Quanto l’arte è intrecciata al sociale?
“Oggi l’arte è molto intrecciata al sociale, non esiste più solo il concetto di bellezza inteso nel senso ottocentesco del termine, gli artisti oggi parlano del loro tempo, di questa società e dei mali che la affliggono. Un’opera può essere bella ed è un sentimento soggettivo, ma se ci fa riflettere, allora penso che l’artista che l’ha eseguita ha fatto un buon lavoro.”
Ci sarebbe bisogno di importanti interventi di regolarizzazione in itinere. In Italia si insiste spesso sulla differenza tra rifugiati e migranti economici. Cosa ne pensi e cosa ritieni che si possa fare per dare un aiuto concreto a questi uomini che hanno voglia di ricominciare?
“”Io faccio l’artista, questa mostra può essere una fotografia sullo stato di fatto delle cose. Abbiamo i nostri governi e l’Unione Europea che sono preposti a trovare soluzioni idonee ad affrontare questo problema che non verrà certo limitato dai muri e dalle barriere.
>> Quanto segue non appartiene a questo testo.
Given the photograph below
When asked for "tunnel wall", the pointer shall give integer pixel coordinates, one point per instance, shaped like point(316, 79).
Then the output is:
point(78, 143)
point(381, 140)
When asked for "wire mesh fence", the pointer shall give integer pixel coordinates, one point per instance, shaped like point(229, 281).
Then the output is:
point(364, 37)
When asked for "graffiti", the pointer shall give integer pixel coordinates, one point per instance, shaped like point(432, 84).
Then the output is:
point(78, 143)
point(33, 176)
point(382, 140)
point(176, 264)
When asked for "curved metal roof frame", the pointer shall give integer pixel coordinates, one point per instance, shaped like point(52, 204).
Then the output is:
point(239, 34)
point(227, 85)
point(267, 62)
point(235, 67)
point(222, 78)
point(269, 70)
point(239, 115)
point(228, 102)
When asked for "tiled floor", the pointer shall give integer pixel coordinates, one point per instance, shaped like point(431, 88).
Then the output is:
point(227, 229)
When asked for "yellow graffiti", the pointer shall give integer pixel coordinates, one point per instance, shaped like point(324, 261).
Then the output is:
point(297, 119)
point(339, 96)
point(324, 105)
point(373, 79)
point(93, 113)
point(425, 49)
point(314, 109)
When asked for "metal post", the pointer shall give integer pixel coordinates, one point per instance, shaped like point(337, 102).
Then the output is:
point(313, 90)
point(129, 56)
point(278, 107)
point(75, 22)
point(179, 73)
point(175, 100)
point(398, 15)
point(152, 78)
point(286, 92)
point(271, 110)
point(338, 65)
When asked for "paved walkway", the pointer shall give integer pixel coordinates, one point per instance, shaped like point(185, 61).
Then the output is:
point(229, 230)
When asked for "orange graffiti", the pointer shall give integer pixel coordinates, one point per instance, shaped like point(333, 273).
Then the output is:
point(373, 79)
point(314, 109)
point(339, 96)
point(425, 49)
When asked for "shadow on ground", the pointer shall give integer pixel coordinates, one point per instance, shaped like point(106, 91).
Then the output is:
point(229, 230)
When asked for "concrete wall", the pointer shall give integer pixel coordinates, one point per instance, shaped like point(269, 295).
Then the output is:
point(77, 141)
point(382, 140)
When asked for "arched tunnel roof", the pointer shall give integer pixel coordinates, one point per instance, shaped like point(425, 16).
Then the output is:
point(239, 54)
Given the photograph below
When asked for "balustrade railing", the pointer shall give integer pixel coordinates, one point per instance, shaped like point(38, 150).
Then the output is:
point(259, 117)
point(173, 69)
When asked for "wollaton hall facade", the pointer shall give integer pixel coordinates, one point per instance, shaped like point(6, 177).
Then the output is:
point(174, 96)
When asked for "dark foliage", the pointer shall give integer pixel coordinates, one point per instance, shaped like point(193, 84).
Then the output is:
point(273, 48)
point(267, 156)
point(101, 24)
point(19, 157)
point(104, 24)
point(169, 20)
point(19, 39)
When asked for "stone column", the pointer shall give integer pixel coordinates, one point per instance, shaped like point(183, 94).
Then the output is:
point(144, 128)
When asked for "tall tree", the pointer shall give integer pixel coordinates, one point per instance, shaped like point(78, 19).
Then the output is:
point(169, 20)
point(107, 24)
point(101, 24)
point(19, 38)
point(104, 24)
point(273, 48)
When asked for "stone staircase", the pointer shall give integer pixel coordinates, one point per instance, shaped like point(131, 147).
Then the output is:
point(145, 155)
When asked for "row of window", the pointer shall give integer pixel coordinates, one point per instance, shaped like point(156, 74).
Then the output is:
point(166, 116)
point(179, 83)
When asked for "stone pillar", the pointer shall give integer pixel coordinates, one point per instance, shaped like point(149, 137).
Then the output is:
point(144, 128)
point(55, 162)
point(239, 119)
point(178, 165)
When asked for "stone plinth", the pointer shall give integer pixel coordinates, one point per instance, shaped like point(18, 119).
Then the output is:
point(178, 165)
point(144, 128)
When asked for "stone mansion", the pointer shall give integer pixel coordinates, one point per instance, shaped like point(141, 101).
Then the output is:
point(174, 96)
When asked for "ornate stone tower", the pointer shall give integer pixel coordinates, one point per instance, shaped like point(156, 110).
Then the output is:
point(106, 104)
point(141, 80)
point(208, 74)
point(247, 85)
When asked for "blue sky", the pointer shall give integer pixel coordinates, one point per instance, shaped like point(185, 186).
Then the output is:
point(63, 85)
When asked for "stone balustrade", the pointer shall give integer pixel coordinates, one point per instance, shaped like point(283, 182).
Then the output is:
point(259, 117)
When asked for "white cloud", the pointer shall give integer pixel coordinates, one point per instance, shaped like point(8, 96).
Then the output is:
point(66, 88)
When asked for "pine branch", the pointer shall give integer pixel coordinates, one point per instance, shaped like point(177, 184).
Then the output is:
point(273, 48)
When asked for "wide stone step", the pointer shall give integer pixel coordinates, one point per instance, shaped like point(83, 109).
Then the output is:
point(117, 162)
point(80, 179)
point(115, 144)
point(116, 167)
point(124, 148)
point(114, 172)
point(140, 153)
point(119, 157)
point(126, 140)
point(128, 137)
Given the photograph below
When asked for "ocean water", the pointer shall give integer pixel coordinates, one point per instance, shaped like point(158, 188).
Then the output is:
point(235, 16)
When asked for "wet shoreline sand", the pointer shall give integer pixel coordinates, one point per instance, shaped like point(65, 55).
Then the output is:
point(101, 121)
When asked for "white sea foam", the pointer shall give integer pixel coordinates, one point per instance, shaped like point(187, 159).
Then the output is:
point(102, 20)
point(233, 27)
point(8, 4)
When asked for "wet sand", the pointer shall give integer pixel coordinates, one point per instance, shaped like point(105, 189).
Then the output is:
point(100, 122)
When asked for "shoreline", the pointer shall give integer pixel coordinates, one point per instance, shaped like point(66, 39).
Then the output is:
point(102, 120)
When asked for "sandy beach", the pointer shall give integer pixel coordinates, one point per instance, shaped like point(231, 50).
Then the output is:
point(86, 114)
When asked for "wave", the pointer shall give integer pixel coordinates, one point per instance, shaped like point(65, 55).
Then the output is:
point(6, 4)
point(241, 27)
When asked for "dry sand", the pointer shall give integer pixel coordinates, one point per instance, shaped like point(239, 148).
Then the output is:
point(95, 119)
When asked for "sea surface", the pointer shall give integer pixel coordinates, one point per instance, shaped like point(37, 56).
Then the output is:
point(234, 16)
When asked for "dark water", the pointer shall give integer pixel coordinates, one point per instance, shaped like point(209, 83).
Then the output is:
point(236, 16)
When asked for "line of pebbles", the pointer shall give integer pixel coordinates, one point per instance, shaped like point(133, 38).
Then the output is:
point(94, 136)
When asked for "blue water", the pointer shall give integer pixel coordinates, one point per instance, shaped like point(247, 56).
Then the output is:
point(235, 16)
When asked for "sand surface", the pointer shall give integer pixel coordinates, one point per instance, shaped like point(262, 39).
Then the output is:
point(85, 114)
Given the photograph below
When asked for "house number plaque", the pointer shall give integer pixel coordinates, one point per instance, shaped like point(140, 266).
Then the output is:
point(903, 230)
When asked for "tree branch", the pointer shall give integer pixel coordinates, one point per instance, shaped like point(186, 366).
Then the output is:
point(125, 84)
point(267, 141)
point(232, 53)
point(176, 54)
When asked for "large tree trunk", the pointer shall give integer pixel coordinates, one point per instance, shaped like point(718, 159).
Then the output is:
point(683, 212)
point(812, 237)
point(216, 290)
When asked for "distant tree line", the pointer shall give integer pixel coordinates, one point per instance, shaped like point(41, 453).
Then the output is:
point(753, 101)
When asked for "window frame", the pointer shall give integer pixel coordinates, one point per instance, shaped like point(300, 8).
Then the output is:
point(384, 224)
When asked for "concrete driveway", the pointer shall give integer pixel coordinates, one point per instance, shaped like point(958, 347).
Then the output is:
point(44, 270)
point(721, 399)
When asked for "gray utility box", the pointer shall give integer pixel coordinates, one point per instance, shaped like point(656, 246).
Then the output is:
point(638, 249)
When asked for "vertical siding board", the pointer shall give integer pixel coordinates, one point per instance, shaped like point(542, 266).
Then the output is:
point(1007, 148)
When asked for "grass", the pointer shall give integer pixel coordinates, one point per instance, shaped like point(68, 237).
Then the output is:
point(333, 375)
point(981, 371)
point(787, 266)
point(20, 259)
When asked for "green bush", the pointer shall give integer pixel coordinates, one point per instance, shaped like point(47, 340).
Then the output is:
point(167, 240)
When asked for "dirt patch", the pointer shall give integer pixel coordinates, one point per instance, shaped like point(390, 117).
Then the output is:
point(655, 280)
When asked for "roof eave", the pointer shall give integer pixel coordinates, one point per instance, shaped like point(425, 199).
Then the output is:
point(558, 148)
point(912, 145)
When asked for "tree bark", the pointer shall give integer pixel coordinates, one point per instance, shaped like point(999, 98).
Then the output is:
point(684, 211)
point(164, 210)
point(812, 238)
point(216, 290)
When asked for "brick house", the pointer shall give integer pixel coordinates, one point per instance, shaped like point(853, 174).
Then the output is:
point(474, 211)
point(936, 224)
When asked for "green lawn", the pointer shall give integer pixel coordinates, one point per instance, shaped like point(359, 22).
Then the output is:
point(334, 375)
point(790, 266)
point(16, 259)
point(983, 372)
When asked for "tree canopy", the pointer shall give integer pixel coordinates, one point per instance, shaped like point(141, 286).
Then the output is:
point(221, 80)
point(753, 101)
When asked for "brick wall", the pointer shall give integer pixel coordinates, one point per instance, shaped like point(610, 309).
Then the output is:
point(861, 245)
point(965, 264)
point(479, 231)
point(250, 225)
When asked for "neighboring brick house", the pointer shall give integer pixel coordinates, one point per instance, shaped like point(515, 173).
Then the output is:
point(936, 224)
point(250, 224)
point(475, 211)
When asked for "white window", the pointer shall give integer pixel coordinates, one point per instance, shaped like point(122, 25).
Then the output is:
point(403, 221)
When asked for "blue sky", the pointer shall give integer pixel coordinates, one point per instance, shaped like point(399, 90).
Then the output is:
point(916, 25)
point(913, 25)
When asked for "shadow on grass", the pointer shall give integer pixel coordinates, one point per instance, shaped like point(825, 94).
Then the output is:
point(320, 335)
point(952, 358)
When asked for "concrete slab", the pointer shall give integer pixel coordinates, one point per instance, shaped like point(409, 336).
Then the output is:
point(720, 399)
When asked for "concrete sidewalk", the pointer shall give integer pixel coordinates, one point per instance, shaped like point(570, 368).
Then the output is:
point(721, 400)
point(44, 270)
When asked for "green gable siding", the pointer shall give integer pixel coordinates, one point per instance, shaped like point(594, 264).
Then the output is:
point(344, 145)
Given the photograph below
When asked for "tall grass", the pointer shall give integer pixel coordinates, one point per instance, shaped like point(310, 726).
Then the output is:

La cosa che ti posso dire è che i dati ufficiali dell’Istituto Nazionale di Statistica ci dicono che nel 2050 ad esempio l’Italia avrà circa la stessa popolazione di oggi, ma con il 30% di immigrati come forza lavoro. Per un paese che invecchia come il nostro e dove la crescita demografica è al minimo se non sfruttiamo al meglio questa opportunità saremo destinati sicuramente al declino.”
Per l’utilizzo di un materiale modesto e usurato e la declinazione di pensieri simbolici ed essenziali, potresti essere considerato un artista fautore dell’arte povera. Ma, in realtà, l’uso meticoloso del legno come tassello da incastro è un chiaro riferimento alla tua esperienza ravennate. Cosa ne pensi?
“Difficile stabilire dove collocare la mia esperienza artistica, molti mi hanno inserito tra i nuovi futuristi, altri tra la neo pop, altri ancora definiscono questi lavori pittoscultura. Personalmente non mi pongo il problema, certo la mia provenienza dall’Accademia di Belle Arti di Ravenna riporta fortemente la matrice del mosaico scomposta e rivisitata con un materiale diverso, il legno.”
Un’ultima curiosità. Le tue opere sono in vendita?
“Le opere non sono in vendita. Lo scopo è quello di potere portare questa mostra in più spazi possibili e dare a tutti la possibilità di toccare con mano le sculture e conoscere questa storia.”
Grazie Massimo, per averci reso tutti responsabili.